Ils le prouvent encor par des passages d’Isaïe & d’Ézéchiel ; mais les Hébreux auxquels parlait Moïse, ne pouvaient avoir lu ni Ézéchiel, ni Isaïe, qui ne vinrent que plusieurs siècles après.

Il est très-inutile de disputer sur les sentiments secrets de Moïse. Le fait est que dans les loix publiques, il n’a jamais parlé d’une vie à venir, qu’il borne tous les châtiments & toutes les récompenses au temps présent. S’il connaissait la vie future, pourquoi n’a-t-il pas expressement étalé ce grand dogme ? & s’il ne l’a pas connu, quel était l’objet de sa mission ? C’est une question que font plusieurs grands personnages ; ils répondent que le maître de Moïse & de tous les hommes, se réservait le droit d’expliquer dans son temps aux Juifs une doctrine qu’ils n’étaient pas en état d’entendre lorsqu’ils étaient dans le désert.

Si Moïse avait annoncé le dogme de l’immortalité de l’ame, une grande école des Juifs ne l’aurait pas toujours combattue. Cette grande école des Saducéens n’aurait pas été autorisée dans l’État : Les Saducéens n’auraient pas occupé les premières charges, on n’aurait pas tiré de grands pontifes de leur corps.

Il paraît que ce ne fut qu’après la fondation d’Alexandrie, que les Juifs se partagèrent en trois sectes ; les Pharisiens, les Saducéens & les Esséniens. L’historien Joseph, qui était Pharisien, nous apprend au livre treize de ses antiquités, que les Pharisiens croyaient la métempsicose. Les Saducéens croyaient que l’ame périssait avec le corps. Les Esséniens, dit encor Joseph, tenaient les ames immortelles ; les ames, selon eux, descendaient en forme aërienne dans les corps, de la plus haute région de l’air ; elles y sont reportées par un attrait violent, & après la mort celles qui ont appartenu à des gens de bien, demeurent au-delà de l’océan, dans un pays où il n’y a ni chaud ni froid, ni vent ni pluie. Les ames des méchants vont dans un climat tout contraire. Telle était la théologie des Juifs.

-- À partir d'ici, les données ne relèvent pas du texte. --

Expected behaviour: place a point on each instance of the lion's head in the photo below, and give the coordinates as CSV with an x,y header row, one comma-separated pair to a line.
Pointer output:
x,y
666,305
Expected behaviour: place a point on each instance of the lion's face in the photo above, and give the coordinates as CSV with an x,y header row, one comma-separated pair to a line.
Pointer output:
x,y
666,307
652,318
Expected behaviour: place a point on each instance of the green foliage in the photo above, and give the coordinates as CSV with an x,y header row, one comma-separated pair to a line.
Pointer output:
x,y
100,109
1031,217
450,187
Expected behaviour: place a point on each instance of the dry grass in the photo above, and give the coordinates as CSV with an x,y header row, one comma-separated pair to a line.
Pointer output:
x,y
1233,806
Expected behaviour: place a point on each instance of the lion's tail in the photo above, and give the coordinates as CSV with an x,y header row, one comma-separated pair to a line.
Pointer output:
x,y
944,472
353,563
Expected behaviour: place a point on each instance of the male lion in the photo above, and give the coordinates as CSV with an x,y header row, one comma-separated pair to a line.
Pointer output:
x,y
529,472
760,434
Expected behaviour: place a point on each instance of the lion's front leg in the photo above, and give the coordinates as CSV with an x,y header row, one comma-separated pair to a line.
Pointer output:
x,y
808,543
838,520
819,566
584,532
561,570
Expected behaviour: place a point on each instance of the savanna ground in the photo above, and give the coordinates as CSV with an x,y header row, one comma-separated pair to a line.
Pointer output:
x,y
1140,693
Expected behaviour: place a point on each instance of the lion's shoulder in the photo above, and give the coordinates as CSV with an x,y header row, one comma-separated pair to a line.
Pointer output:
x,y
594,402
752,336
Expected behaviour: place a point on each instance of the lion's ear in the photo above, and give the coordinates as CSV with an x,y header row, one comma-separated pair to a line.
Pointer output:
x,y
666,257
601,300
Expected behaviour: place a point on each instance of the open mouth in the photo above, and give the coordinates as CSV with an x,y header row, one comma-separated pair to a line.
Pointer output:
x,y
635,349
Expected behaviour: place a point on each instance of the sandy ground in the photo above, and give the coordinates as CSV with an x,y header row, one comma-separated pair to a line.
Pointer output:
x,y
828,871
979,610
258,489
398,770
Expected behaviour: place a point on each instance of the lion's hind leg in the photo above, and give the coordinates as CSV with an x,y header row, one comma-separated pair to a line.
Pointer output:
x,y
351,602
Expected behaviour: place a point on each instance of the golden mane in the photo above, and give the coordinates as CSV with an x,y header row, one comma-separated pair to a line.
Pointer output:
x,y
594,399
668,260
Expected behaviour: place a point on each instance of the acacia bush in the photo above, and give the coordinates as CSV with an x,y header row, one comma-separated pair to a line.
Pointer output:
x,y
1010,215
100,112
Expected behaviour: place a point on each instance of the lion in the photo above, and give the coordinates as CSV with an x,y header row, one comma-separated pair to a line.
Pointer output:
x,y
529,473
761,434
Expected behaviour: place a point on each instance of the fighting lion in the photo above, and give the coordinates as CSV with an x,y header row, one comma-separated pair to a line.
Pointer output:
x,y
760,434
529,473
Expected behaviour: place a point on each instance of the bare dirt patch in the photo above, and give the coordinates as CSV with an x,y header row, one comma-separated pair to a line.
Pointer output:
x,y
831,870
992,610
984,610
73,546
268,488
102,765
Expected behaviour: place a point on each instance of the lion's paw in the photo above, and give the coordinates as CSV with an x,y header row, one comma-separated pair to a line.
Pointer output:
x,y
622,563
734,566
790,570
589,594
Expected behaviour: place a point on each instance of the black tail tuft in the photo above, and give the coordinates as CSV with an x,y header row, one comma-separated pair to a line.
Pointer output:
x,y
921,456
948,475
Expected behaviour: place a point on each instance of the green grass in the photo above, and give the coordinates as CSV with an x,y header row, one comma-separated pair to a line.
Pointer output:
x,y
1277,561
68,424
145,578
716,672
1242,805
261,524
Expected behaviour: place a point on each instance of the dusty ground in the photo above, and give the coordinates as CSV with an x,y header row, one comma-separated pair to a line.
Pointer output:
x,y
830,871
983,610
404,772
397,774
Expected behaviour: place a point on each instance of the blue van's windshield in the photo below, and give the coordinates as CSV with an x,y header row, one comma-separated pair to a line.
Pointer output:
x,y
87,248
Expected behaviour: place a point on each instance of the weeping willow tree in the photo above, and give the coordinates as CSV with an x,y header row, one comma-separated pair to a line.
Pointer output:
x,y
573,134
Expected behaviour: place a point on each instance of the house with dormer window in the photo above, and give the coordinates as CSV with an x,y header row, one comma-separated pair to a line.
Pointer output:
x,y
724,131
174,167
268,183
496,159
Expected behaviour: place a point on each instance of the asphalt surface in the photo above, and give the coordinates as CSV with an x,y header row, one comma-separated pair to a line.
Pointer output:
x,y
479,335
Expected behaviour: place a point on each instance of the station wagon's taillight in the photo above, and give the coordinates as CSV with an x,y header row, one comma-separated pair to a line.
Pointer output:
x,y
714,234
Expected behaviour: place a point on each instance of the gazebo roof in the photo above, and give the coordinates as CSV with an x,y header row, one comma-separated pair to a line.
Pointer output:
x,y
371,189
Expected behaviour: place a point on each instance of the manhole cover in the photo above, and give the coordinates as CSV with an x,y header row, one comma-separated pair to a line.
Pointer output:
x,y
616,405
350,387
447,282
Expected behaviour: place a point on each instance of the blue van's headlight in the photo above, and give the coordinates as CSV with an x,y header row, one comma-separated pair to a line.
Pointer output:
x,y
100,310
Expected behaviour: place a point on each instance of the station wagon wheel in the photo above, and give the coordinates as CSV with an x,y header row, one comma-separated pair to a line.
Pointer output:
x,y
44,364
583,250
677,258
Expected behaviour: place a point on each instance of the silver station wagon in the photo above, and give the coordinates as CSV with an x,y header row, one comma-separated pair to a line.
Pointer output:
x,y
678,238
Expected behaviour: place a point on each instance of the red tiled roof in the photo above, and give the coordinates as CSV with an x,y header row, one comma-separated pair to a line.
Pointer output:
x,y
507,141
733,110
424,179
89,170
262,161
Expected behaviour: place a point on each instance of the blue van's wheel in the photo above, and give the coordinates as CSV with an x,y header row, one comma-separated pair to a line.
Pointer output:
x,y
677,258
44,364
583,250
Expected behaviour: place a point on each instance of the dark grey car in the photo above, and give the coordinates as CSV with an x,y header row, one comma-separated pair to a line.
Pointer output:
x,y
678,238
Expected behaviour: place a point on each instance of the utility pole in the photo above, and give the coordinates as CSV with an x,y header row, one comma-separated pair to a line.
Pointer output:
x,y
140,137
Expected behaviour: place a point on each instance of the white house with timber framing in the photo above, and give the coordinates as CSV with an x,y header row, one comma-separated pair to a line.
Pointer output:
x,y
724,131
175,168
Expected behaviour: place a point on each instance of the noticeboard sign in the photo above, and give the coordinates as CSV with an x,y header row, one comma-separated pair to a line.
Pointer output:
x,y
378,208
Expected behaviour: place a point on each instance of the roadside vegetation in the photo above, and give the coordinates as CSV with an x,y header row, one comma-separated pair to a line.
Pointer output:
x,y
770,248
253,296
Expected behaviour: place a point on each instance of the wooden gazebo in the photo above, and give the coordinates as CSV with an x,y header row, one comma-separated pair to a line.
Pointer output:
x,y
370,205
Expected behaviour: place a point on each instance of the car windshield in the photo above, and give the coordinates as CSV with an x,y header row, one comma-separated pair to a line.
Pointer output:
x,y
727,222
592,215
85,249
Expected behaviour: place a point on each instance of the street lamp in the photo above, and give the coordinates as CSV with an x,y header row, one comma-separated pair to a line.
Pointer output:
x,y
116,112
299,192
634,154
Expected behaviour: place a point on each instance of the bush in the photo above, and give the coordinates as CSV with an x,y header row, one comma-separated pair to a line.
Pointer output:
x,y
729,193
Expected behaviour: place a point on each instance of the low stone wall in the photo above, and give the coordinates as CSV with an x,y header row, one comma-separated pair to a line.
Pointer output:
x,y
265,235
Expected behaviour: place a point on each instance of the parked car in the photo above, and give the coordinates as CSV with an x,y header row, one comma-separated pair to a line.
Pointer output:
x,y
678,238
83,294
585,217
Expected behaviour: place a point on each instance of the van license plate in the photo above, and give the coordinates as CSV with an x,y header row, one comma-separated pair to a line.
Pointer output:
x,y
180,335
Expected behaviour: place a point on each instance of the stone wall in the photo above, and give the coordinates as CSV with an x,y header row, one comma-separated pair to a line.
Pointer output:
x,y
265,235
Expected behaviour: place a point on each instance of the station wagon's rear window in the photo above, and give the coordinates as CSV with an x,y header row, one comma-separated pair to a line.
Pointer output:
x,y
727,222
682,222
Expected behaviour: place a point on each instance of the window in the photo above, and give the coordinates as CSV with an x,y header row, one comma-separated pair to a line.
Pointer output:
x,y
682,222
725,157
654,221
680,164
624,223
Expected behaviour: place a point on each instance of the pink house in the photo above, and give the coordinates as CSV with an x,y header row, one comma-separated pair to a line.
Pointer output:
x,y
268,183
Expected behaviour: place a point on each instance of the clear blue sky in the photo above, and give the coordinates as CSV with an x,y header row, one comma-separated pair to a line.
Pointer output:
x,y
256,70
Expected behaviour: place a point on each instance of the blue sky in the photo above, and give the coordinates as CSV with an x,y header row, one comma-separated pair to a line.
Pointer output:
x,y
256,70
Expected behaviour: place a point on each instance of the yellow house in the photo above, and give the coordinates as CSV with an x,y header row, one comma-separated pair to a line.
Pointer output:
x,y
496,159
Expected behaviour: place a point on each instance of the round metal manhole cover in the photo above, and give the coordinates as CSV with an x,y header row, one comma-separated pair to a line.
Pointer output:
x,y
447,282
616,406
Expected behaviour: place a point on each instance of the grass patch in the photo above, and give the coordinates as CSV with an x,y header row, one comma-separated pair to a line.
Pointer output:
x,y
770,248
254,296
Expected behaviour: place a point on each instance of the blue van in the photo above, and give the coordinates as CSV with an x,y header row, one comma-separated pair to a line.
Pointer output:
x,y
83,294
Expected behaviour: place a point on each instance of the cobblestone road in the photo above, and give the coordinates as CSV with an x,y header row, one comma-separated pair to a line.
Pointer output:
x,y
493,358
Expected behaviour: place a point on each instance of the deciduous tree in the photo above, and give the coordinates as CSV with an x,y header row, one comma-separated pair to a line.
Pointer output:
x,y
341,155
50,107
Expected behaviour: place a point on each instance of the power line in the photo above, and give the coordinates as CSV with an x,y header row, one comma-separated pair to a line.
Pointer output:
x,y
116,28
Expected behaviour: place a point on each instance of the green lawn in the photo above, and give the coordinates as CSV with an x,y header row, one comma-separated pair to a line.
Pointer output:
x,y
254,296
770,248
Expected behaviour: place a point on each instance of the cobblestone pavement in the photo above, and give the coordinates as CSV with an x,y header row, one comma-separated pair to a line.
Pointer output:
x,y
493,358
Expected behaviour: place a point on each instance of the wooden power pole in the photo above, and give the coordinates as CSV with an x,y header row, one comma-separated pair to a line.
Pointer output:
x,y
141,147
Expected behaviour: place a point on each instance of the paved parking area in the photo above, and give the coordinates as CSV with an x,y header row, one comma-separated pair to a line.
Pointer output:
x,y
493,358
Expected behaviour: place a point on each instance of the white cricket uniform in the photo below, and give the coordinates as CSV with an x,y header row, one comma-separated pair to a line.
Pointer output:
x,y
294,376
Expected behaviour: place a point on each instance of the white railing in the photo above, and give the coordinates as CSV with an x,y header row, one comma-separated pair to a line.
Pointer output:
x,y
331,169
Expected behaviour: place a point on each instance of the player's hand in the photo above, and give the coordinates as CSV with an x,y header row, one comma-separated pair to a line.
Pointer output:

Celui qui seul devait instruire tous les hommes, vint condamner ces trois sectes ; mais sans lui, nous n’aurions jamais pu rien connaître de notre ame, puisque les philosophes n’en ont jamais eu aucune idée déterminée, & que Moïse, seul vrai législateur du monde avant le nôtre, Moïse qui parlait à Dieu face à face a laissé les hommes dans une ignorance profonde sur ce grand article. Ce n’est donc que depuis dix-sept cents ans qu’on est certain de l’existence de l’ame, & de son immortalité.

Ciceron n’avait que des doutes ; son petit-fils & sa petite-fille purent apprendre la vérité des premiers Galiléens qui vinrent à Rome.

Mais avant ce temps-là, & depuis dans tout le reste de la terre où les Apôtres ne pénétrèrent pas, chacun devait dire à son ame, Qui es-tu ? d’où viens-tu ? que fais-tu ? où vas-tu ? Tu es je ne sçais quoi, pensant & sentant, & quand tu sentirais & penserais cent mille millions d’années tu n’en sçauras jamais davantage par tes propres lumières, sans le secours d’un Dieu.

O homme ! ce Dieu t’a donné l’entendement pour te bien conduire, & non pour pénétrer dans l’essence des choses qu’il a créées.